A speedier diagnosis
While this collaboration has yielded nearly two dozen scientific publications to date, with more in the pipeline, there are several particularly noteworthy examples of this collaborative research leading to better outcomes for patients. Most recently, the joint team developed an AI tool that was able to predict whether a patient had age-related macular degeneration just by looking at optical coherence tomography (OCT) angiography images of a patient’s blood vessels in their eye. These images are noninvasive and taken in several minutes during a standard clinical visit. The AI tool allows ophthalmologists to glean the same information from photos that they would previously have needed to perform a biopsy to assess. And it outperformed human experts with 80% accuracy based on images alone.
Not only was the tool able to help doctors diagnose patients faster and more accurately, but it could also be used to develop better drugs to treat macular degeneration.
In another paper, the team devised a way to synthesize multiple images from different time points to more accurately check if there has been growth in the size of blood vessel damage or a tumor, for example.
“When you’re looking at retinal diseases in the retinal periphery, or the outer edges, they are difficult to see,” said Freeman. “To track changes over time, typically, you would compare images from the previous and current years to see if it has grown past a specific point, like a blood vessel or marker.”
The engineers developed a method to overlap previous images with the current image of a patient’s eye so that it’s immediately evident whether the object in question has grown or changed from previous years. The AI method localized the spot in question 37 percent faster than the traditional side-by-side image comparison, and with a 0 percent error rate, compared to 18 percent error rate in a side-by-side comparison by ophthalmologists.
The ophthalmologists and engineers have developed deep learning networks to correct eye motion in 3D retinal imaging, quantitatively evaluate morphological changes in vasculature due to age-related macular degeneration using OCTA angiography, corrected distortions between ultra-widefield and narrow-angle retinal images, and created an AI tool to overlay multimodal images from different optical instruments in patients with retinitis pigmentosa, among many other joint advances.

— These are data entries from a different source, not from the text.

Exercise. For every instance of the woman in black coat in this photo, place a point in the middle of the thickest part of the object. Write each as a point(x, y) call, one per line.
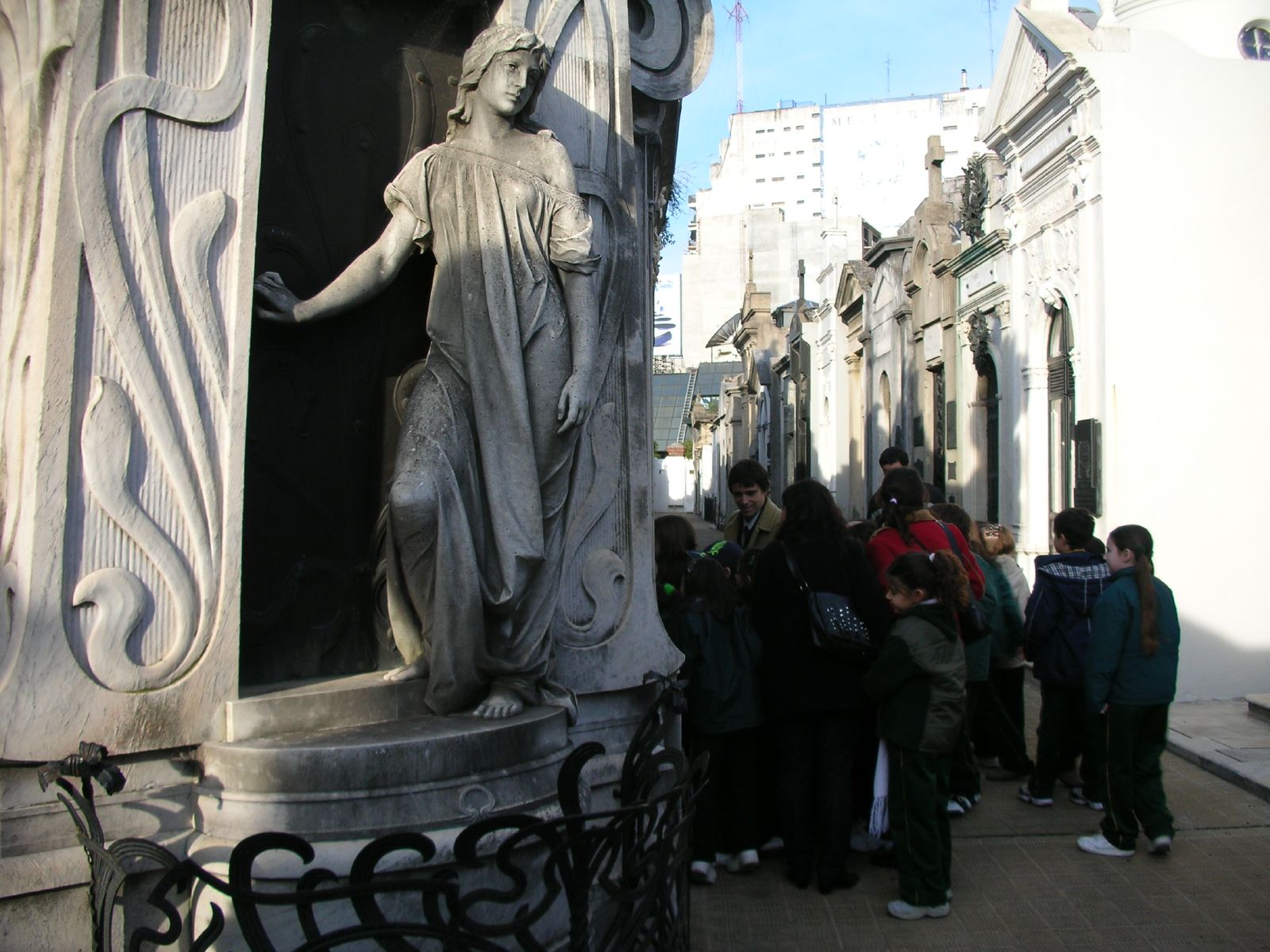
point(817, 702)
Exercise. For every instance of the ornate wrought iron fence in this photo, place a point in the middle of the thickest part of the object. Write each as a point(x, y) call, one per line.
point(619, 876)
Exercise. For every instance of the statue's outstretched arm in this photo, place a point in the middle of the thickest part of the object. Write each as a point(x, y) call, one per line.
point(368, 276)
point(579, 298)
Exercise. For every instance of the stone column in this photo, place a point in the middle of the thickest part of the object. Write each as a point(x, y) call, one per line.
point(1034, 465)
point(610, 98)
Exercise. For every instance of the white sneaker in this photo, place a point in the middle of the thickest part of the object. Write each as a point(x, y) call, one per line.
point(901, 909)
point(745, 861)
point(1099, 846)
point(702, 873)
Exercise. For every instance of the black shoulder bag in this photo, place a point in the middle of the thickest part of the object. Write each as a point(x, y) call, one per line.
point(836, 628)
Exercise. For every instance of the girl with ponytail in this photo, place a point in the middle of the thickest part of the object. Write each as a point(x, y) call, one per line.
point(918, 683)
point(1130, 677)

The clinicians are adamant that these algorithms and models are ultimately just tools and are meant to enhance, not replace, the expertise and ethical decision-making of ophthalmologists.

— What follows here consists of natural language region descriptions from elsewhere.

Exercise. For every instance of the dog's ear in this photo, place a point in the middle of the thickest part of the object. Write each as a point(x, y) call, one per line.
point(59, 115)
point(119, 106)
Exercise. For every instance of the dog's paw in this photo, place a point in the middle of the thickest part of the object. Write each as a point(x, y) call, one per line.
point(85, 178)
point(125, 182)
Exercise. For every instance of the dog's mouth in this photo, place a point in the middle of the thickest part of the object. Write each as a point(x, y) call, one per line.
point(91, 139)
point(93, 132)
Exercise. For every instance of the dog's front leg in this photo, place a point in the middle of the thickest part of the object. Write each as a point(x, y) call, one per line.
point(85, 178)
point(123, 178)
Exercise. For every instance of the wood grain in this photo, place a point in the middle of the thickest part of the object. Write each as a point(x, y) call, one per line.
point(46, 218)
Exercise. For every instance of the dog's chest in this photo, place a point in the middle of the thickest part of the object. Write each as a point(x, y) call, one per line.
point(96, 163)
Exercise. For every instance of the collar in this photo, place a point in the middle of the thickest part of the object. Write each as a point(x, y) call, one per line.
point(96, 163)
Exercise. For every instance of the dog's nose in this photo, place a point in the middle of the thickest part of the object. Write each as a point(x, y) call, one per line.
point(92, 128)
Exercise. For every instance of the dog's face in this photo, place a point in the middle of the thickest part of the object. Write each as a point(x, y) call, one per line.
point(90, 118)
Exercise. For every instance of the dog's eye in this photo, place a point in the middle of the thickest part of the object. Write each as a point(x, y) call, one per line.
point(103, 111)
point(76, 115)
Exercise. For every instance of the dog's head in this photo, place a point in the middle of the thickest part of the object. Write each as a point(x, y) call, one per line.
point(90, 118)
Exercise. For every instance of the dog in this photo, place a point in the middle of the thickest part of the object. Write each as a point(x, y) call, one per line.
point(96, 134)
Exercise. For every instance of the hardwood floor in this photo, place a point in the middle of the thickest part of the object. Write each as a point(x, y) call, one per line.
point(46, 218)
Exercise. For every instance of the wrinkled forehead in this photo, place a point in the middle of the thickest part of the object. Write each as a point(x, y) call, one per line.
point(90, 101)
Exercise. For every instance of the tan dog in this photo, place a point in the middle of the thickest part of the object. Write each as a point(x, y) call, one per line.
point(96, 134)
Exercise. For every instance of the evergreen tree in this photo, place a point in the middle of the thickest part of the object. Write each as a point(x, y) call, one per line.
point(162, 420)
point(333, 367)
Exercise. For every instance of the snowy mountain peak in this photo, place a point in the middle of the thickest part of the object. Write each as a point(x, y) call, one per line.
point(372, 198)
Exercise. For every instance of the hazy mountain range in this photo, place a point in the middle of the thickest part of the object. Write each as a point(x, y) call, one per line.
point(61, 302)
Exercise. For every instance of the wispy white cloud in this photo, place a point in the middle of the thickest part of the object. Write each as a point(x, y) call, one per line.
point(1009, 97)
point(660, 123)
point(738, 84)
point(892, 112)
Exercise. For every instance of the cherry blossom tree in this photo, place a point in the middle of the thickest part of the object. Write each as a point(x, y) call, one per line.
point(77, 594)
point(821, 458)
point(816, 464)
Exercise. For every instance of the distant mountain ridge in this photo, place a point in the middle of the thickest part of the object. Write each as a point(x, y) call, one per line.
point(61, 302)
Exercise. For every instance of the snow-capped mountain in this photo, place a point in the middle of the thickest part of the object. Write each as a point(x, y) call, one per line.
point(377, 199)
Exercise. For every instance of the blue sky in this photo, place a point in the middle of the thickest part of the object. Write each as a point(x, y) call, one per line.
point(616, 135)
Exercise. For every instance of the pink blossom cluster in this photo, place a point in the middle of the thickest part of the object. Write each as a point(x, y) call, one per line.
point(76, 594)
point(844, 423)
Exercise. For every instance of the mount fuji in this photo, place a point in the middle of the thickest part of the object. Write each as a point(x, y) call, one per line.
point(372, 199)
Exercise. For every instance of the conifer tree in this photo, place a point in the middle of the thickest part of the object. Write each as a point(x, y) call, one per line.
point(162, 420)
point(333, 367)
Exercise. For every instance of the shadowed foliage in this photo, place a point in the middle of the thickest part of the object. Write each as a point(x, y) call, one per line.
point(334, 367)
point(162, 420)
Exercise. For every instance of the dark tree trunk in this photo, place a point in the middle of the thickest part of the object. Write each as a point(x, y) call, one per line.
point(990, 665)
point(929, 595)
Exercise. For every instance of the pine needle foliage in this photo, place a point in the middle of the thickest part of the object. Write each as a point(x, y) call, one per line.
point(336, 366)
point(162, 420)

Engineering for the public good
Bo Wen, an electrical engineering graduate student who is collaborating on these ophthalmology projects, said having such tangible results has been a huge motivator for him and the other electrical engineering students involved.

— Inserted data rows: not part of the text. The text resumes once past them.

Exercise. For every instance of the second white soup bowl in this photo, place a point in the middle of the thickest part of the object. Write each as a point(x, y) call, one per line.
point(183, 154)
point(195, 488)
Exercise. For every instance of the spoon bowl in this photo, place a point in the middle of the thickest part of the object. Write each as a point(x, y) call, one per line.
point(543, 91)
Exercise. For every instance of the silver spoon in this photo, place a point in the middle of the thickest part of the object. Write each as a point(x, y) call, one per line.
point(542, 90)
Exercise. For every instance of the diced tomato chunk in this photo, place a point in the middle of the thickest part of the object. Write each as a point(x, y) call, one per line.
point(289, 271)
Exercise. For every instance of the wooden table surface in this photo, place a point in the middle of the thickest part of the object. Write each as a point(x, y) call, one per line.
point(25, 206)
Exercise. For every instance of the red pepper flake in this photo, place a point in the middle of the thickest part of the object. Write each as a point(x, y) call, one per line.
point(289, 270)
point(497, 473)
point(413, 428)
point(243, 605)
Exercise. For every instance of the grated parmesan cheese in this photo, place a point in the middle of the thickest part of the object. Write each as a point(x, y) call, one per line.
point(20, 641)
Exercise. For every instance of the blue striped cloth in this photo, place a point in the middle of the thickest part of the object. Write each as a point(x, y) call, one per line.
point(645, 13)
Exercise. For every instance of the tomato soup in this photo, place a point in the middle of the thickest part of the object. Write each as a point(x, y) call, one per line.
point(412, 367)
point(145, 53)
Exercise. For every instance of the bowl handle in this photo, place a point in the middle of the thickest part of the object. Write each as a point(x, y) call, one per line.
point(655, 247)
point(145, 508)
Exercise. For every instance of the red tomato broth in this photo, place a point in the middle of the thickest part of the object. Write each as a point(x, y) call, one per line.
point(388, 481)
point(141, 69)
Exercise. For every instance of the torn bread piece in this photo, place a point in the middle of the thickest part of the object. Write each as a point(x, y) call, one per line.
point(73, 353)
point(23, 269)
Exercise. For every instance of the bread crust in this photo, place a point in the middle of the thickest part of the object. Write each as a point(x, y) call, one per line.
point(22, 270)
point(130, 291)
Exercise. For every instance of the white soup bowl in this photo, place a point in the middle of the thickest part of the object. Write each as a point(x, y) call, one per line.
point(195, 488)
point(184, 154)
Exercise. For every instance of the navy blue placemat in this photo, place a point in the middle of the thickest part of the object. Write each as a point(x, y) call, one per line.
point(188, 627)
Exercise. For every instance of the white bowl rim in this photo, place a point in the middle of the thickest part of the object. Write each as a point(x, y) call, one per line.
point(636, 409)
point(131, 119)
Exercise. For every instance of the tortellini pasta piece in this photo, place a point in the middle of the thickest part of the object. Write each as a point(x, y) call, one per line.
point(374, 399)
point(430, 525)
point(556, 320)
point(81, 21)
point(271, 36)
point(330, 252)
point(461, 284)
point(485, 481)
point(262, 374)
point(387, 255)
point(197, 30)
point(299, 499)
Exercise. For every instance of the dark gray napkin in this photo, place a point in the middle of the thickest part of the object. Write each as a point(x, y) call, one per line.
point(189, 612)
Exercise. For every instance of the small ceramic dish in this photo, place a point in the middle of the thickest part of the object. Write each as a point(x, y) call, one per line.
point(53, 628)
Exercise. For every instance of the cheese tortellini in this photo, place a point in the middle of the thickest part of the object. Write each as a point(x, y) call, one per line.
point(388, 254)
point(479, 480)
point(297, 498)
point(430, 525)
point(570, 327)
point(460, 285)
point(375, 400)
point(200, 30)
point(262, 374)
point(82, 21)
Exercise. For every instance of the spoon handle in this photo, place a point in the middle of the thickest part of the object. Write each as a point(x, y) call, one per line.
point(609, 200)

“If we’re not actually helping people, then why are we doing this?” Wen said. “If we are only here to get some papers published, that’s too superficial. We want to have our work make an impact in disease diagnosis and treatment.”
Nguyen encouraged other faculty and students at UC San Diego to invest the time to develop collaborations across campus. With nearly 4,000 faculty members working on leading-edge research, there are endless opportunities to apply expertise in a new way.
“The real power of this collaboration is that we understand our expertise, we understand our contributions, and we regularly meet with one another to see how we can both leverage that expertise,” said Nguyen. “There are many opportunities for engineers to branch out and really serve and make an impact on real problems — that’s what I love the most about this.”